Ukrainische Experten haben die Gesamtverluste durch die militärische Konfrontation mit der Russischen Föderation im Zeitraum seit dem Jahr 2014 im Bereich von 350 bis 450 Milliarden Dollar geschätzt. Die hauptsächlichen Wirtschaftsverluste Russlands hängen mit dem negativen Einfluss der Sanktionen zusammen und belaufen sich laut unterschiedlichen Berechnungen auf rund 100 Milliarden Dollar. Die flankierenden Ausgaben der Russischen Föderation, die mit dem Wiederaufbau der Krim und der Unterstützung der selbstausgerufenen Republiken zusammenhängen, sind weniger signifikant.

Durch den Verlust der Krim und eines Teils der Verwaltungsgebiete Donezk und Lugansk im Jahr 2014 hat sich das BIP der Ukraine um 8,5 Prozent verringert, teilte das ukrainische Institut für Politik in seiner Untersuchung „Der Preis des Krieges“ mit. Nach Aussagen der Autoren sei dies der erste systematische Versuch in der Ukraine, die wirtschaftlichen Verluste zu beurteilen, die durch die Verringerung des kontrollierten Territoriums und den Krieg im Osten des Landes entstanden sind.

Zuvor hatte Institutsdirektor Ruslan Bortnik bei der Ankündigung der Veröffentlichung des Berichts betont, dass die Gesamtverluste des Landes zwischen 350 bis 450 Milliarden Dollar ausmachen würden.

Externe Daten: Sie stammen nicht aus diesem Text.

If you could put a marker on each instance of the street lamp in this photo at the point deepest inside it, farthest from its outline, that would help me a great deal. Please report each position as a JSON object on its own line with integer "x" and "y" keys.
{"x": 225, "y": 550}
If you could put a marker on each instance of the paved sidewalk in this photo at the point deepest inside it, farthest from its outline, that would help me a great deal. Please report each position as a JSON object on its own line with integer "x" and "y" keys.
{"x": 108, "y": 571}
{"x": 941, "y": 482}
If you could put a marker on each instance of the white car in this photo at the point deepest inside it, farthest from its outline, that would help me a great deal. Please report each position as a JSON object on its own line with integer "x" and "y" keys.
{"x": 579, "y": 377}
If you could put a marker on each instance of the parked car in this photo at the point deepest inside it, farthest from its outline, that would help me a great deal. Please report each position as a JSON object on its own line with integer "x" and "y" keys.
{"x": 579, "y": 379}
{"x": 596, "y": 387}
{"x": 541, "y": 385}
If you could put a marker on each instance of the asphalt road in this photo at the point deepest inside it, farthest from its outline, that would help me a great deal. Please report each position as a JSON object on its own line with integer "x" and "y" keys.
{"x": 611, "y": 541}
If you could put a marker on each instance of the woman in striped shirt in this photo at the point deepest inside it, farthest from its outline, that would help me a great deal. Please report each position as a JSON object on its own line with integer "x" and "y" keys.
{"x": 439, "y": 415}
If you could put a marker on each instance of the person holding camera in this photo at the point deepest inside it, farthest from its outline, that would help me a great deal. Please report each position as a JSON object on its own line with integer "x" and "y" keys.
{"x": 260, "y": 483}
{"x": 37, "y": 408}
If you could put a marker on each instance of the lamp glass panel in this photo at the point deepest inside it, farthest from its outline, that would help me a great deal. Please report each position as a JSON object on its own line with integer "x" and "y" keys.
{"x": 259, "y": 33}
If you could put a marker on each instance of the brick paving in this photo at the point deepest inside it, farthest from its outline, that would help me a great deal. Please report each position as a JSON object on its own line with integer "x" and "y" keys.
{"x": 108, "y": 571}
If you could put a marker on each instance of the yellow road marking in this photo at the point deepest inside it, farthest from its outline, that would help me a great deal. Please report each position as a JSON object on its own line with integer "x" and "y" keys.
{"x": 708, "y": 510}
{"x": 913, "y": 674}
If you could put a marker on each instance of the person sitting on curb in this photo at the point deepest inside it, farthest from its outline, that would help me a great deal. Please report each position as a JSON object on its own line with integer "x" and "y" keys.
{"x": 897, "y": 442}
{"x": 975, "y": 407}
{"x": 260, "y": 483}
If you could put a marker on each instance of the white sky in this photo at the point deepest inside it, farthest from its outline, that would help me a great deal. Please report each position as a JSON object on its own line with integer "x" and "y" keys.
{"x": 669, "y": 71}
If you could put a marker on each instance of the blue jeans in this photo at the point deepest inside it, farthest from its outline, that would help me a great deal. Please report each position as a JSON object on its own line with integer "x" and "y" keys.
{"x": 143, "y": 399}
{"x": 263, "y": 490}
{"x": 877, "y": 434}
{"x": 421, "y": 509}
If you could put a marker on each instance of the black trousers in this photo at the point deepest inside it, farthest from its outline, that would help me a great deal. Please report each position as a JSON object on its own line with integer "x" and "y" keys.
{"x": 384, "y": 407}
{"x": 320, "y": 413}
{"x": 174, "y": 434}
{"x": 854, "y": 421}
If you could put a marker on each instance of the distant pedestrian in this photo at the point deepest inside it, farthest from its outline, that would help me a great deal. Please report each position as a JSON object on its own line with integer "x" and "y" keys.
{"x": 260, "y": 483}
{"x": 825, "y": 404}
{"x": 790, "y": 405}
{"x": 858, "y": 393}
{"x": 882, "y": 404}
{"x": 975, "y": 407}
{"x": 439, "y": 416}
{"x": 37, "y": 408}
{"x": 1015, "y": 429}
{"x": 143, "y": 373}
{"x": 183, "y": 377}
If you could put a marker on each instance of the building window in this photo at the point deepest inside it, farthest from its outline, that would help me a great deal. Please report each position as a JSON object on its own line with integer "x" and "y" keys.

Im Zeitraum 2014-2020 hat sich das nominelle BIP der Ukraine um 33,6 Milliarden Dollar verringert. Die Anzahl der arbeitenden Unternehmen ist um 35 Prozent (740 Betriebe) zurückgegangen. Beobachtet wird ein erheblicher Einbruch des Ex- und Imports (Verluste im Umfang von 49,1 Milliarden Dollar). Unter Berücksichtigung dessen, dass es im Zeitraum von 2013 bis einschließlich 2021 zu einer Reduzierung des Exports nach Russland um 17,2 Milliarden Dollar und zu einer Zunahme des Exports in die EU-Länder um 1,8 Milliarden Dollar gekommen ist, kann man konstatieren, dass das Land vom Wesen her rund 15,4 Milliarden Dollar seines Exports verloren hat, betonen die Autoren des Reports. „Daher haben die erklärte Umorientierung mit Blick auf die Auslandsmärkte auf die Europäische Union und die Vorteilhaftigkeit der Unterzeichnung des Assoziationsabkommens mit der EU, wegen dem der Euro-Maidan begonnen hatte, die Erwartungen nicht erfüllt“, resümieren sie.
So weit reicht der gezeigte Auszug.